The premise of swing trading is to keep trades for a longer period of time; longer than a single day which commonly extends up to weeks. However, this definition supersedes what swing trading actually is.  In reality, swing trading encompasses day trading and trend trading as swing traders have the opportunity to keep a stock in specific timespan (days to weeks) as they place position heavily dependent on its intra-week oscillations. 


One of the most crucial factors to secure success in swing trading is the type of swing trading stocks one will choose.
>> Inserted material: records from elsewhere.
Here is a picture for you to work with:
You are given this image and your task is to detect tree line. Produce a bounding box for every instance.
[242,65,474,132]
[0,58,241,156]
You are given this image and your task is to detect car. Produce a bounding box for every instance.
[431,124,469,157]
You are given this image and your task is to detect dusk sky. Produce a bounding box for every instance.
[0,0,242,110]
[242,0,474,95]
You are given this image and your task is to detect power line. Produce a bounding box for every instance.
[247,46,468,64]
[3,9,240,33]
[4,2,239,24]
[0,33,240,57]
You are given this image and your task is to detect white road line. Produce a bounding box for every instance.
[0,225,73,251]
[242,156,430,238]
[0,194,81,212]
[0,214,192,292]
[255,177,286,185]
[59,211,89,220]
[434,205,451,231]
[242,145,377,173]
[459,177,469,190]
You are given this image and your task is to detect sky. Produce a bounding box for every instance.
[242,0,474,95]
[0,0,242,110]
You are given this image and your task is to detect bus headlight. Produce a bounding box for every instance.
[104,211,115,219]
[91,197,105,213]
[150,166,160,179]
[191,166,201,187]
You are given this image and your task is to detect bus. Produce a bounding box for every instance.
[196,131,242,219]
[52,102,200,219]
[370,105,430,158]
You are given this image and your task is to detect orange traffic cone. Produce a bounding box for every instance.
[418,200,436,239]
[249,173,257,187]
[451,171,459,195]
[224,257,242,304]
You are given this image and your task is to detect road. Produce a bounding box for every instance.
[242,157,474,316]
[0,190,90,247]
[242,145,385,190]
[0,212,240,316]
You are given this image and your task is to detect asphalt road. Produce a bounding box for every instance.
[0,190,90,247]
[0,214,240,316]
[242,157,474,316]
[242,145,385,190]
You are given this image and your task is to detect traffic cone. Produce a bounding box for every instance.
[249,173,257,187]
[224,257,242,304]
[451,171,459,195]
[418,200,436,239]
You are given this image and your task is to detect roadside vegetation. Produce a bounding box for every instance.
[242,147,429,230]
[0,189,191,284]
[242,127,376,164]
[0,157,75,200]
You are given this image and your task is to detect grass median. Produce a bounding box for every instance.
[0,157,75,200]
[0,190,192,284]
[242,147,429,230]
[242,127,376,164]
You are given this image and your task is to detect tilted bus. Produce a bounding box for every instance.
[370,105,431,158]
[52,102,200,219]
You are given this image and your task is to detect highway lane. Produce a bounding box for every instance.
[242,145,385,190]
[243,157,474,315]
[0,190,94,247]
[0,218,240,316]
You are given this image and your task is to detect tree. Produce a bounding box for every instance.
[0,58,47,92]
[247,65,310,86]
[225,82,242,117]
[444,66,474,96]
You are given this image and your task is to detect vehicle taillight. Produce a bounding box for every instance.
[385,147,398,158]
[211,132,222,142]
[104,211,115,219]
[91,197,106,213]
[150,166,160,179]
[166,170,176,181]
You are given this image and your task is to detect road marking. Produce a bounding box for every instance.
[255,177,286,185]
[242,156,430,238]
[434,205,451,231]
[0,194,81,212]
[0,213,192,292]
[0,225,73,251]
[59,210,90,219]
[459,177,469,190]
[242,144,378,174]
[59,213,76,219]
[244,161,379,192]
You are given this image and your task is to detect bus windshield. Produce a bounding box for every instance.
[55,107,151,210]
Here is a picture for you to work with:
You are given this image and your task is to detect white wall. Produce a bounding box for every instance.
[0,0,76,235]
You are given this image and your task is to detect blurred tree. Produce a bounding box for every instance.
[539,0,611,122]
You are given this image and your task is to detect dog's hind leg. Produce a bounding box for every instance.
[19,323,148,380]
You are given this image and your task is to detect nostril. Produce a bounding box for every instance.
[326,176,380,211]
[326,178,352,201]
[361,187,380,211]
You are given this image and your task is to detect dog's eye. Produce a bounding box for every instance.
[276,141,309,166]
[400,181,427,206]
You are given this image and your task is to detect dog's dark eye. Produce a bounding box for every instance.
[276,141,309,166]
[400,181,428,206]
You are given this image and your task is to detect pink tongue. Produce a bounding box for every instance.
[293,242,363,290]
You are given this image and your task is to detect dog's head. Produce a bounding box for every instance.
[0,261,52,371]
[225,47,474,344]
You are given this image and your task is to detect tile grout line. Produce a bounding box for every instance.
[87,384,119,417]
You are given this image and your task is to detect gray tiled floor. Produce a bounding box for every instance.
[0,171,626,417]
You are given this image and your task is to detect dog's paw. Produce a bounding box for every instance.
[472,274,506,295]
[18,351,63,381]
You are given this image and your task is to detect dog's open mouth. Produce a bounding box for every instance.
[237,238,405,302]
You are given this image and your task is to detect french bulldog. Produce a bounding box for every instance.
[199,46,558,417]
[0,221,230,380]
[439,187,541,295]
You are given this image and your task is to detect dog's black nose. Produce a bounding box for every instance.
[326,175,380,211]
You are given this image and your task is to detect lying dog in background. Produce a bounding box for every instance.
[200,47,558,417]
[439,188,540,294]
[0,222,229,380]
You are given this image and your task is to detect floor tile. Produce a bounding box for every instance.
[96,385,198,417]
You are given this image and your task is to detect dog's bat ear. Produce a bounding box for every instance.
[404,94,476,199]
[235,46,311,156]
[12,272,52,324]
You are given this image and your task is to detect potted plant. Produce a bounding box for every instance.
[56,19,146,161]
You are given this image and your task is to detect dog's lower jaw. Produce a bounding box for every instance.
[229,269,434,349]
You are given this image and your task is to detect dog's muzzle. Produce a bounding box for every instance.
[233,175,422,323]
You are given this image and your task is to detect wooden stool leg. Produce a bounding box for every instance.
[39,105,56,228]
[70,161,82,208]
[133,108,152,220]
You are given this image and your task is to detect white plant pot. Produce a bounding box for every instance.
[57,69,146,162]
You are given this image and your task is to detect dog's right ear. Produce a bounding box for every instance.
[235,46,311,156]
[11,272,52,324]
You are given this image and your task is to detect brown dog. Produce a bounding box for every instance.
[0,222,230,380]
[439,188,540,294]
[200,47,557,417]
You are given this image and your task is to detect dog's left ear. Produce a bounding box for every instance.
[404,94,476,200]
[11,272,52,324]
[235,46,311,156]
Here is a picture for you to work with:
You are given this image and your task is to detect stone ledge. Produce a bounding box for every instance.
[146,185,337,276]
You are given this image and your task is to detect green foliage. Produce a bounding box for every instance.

As this is the case, largely capitalized stocks are a viable pick as it is considered the most common and active stocks traded in prominent exchanges.  In a market setting, large cap stocks have high probability of swinging simultaneously between highs and lows as swing traders follow a particular price movement for days only to switch for its counterpart once the price reverses. 



Below are some of swing trading strategies that are guaranteed to clock in exponential success in swing trading. Though there are many ways to execute swing trading, the strategies below are proven and tested. 

  • BREAKOUTS– This kind of swing trading technique takes advantage of the early minutes of an uptrend when it comes to placing a trade. Once a stock hit a certain level of movement and volatility all while breaking against crucial points of support or resistance, it is ideal to place a trade. 
  • BREAKDOWNS– This is known to be the counterpart of breakout technique whereas the premise of this is the opposite of the latter. Once the stock price approaches under a specific level of support, it is ideal to place a trade. 
  • SWING HIGH AND SWING LOW- This swing trading technique reveals crucial market information. A swing high’s formation is confirmed just when a third high is made after two consecutive lower highs. More so, a swing low is confirmed when a price moves lower after two consecutive higher lows. 


A swing trader might want to note that closing a trade neutral enough to upper or lower channel without much accuracy is crucial. Being too precise might bring much risks like losing a potential opportunity to trade. In pressing market with stocks showing a persistent directional trend, it is important for swing traders to wait the channel line to be reached before taking profit. 


Swing trading came to be an ideal trading style that suits newbie traders. In line, it also provides profit possibility for novice traders. It allows traders to clock in adequate returns after days of monitoring and trading in swings. However, swing trading is only convenient for those traders who know how to capture weekly and monthly market trends.